Align
fishnet align \
--bam <basecalls.bam> \
--pod5 <raw-signal.pod5> \
--out <output-file>

With Fishnet, signal-to-sequence alignments are created using the align command. It is possible to align both the base-called (query) and (if present) the reference sequences to the signal.
General info: Signal-to-sequence alignments
A signal-to-sequence alignment A is an array of signal indices,
where the pair A[i], A[i+1] corresponds to the
start and end indiced on the signal assigned to base i. The
intervals are half-open (start is included, end is not).
Signal:
┌──────────────────────────────┐
│ x xxxxx │
│x x xxx x x│
│ x x xxxx x │
│ xxxx xxxxxx │
└──────────────────────────────┘
012345678901234567890123456789 (Signal index)
Sequence:
A C G T A (length = 5)
Signal-to-sequence:
[0, 4, 9, 16, 23, 30] (length = 6)
┌────┬─────┬───────┬───────┬───────┐
│ x │ │ │ │ xxxxx │
│x x │ │xxx │ │x x│
│ x│ x│ xxxx│ x│ │
│ │xxxx │ │xxxxxx │ │
└────┴─────┴───────┴───────┴───────┘
│0123│45678│9012345│6789012│3456789│
│ A │ C │ G │ T │ A │
The alignment requires the following input data:
- Raw sequencing data. Must be stored in POD5 format
- Basecalled data. Must be stored in a single BAM file, as produced by Dorado (Note that it must contain the move-table, so base-call with the
--emit-movesflag!)
Usage examples are provided in Examples.
Required arguments
The following arguments are required:
| Long flag | Short flag | Explanation | Type |
|---|---|---|---|
| --pod5 | -p | Path(s) to one or more pod5 files and/or directories containing pod5 files (separate multiple paths by space) | Path(s) (file or directory) |
| --bam | -b | Path to a bam file (as given by Dorado; must contain move tables for each read) | Path (file) |
| --out | -o | Path to the output file. Must end with .parquet (recommended) or .jsonl depending on the wanted output format | Path (file) |
Optional arguments
The following arguments are the most relevant optional arguments for most users:
| Long flag | Short flag | Explanation | Type |
|---|---|---|---|
| --rna | -r | Whether the provided data is direct RNA sequencing data. If set, the signal gets reversed for the alignment (dRNA signals are measured 3'-5') | Flag |
| --kmer-table | -k | Path to a kmer level table. This is only required if no embedded kmer table can be matched to given data (more information) | Path (file) |
| --alignment-type | -a | Which type(s) of alignment to generate. Can be 'query' (Default) to align the signal to the base-called sequence, 'reference' to align to the reference sequence (if mapped)or 'both' to do both. | Enum (query, reference, both) |
| --threads | -t | Number of parallel threads to use. Default: 8 | int |
| --force-overwrite | -f | If set and an output file already exists, this file will be overwritten. Raises an error otherwise | Flag |
For the sake of simplicity, the table shows only a subset of the optional arguments. For an overview of all arguments, see Command line arguments.
Output
The output format is determined by the file extension provided in the output file path. Available formats are Parquet (.parquet) and JSONL (.jsonl) format. Parquet format is recommended as it is more efficient due to compression and chunked writing/reading.

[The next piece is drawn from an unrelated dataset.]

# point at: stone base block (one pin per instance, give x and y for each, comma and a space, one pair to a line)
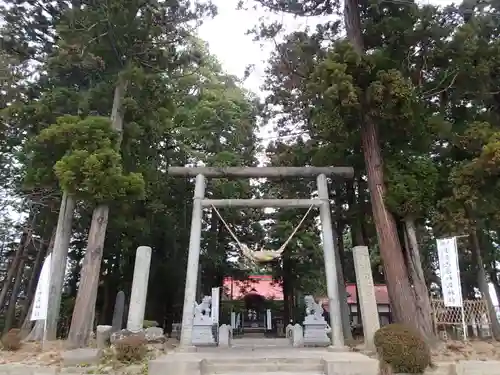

The exact output structure depends on the given values for the --alignment-type and --output-level flags. For a detailled overview on which columns are present with which settings, see Output formats.
Algorithm details
The sequence-to-signal alignment is calculated in a two step process. An initial alignment is set up from the move table generated during base-calling. Afterwards, the alignment can be refined in an iterative approach where the signal boundaries are shifted to minimize the distance between the observed and expected signal intensities.
For a detailed description of all steps, see Algorithm details.